Since my read of Isolation and Language Change was so slow, and I am a careful reader even with books that I claim I “can’t put down”, I catch errors and unfortunately spotted three of them: “a fare share”, “comunity” and “less that 30” instead of “less than 30”. I am sure the next printing will correct all of them.
Schreier ended his book with fourteen pages of references, which I pored over from Allan to our Zettersten. I will certainly be seeking out some of Schreier’s source material in the form of interlibrary loan requests.
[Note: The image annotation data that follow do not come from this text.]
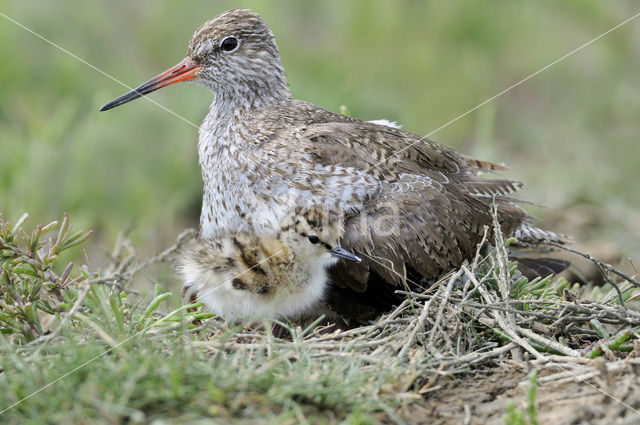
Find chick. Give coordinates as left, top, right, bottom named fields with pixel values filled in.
left=177, top=207, right=361, bottom=319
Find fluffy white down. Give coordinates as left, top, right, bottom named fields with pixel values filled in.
left=180, top=254, right=337, bottom=319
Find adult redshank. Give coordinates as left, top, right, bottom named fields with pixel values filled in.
left=101, top=9, right=556, bottom=291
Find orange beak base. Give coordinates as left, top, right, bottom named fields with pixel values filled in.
left=100, top=58, right=200, bottom=111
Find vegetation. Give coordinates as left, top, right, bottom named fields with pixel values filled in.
left=0, top=0, right=640, bottom=424
left=0, top=215, right=640, bottom=424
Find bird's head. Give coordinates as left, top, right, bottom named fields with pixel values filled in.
left=277, top=207, right=361, bottom=266
left=100, top=9, right=289, bottom=111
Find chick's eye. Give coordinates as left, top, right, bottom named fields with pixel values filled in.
left=220, top=37, right=238, bottom=52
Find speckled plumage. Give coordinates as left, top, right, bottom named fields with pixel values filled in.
left=103, top=9, right=564, bottom=291
left=177, top=208, right=357, bottom=318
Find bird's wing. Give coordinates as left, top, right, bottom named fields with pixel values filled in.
left=295, top=121, right=527, bottom=289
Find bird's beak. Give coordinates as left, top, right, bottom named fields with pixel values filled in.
left=100, top=58, right=200, bottom=111
left=329, top=245, right=362, bottom=263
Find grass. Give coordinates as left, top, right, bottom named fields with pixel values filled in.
left=0, top=0, right=640, bottom=264
left=0, top=0, right=640, bottom=424
left=0, top=210, right=640, bottom=424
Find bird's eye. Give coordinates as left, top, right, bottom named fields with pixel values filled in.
left=220, top=37, right=238, bottom=52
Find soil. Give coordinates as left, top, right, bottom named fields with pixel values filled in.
left=398, top=361, right=640, bottom=425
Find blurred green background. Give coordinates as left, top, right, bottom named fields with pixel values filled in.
left=0, top=0, right=640, bottom=272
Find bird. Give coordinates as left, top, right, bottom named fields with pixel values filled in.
left=101, top=9, right=563, bottom=314
left=176, top=207, right=361, bottom=320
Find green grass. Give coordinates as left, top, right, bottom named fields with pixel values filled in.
left=0, top=0, right=640, bottom=266
left=0, top=217, right=640, bottom=424
left=0, top=0, right=640, bottom=424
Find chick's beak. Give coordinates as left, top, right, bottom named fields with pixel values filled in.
left=329, top=245, right=362, bottom=263
left=100, top=58, right=200, bottom=111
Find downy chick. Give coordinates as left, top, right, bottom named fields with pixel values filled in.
left=177, top=208, right=361, bottom=319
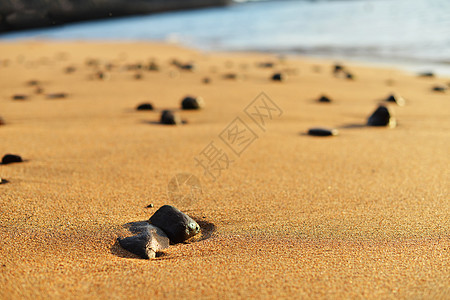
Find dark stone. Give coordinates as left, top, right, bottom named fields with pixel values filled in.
left=431, top=84, right=448, bottom=93
left=258, top=62, right=275, bottom=69
left=345, top=72, right=355, bottom=80
left=149, top=205, right=200, bottom=244
left=2, top=154, right=23, bottom=165
left=222, top=73, right=239, bottom=80
left=272, top=73, right=286, bottom=81
left=367, top=105, right=396, bottom=127
left=64, top=66, right=77, bottom=74
left=333, top=64, right=344, bottom=75
left=308, top=128, right=338, bottom=136
left=27, top=80, right=40, bottom=86
left=147, top=61, right=159, bottom=71
left=417, top=72, right=435, bottom=77
left=136, top=103, right=153, bottom=110
left=181, top=96, right=205, bottom=109
left=160, top=110, right=182, bottom=125
left=46, top=93, right=67, bottom=99
left=12, top=94, right=28, bottom=100
left=118, top=223, right=169, bottom=259
left=317, top=95, right=331, bottom=103
left=384, top=94, right=405, bottom=106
I composed this review as a draft of an E-mail, then committed a fast-finger error of Brobdingnagian proportions. Earlier this morning after I had completed writing this review, just as I was about to copy and paste the E-mail into a post, I lost everything. I do not know how I managed to delete my review, but two days of work went down the drain in less than a second. The draft was gone. All I had was my page of notes that I kept while I read, recording page numbers and interesting passages to quote. I had no other choice but to start from scratch. A sinking feeling turned my heart inside out as I faced the work ahead. I hadn’t had that feeling since my university days–pre-word processors or home computers–when I realized I would have to type an essay all over again when I screwed up the footnoting annotation. So for the past three hours (fewer than I expected it would take) I have spent rewriting this. If I recall anything I missed the second time around, I will edit this post with the new material.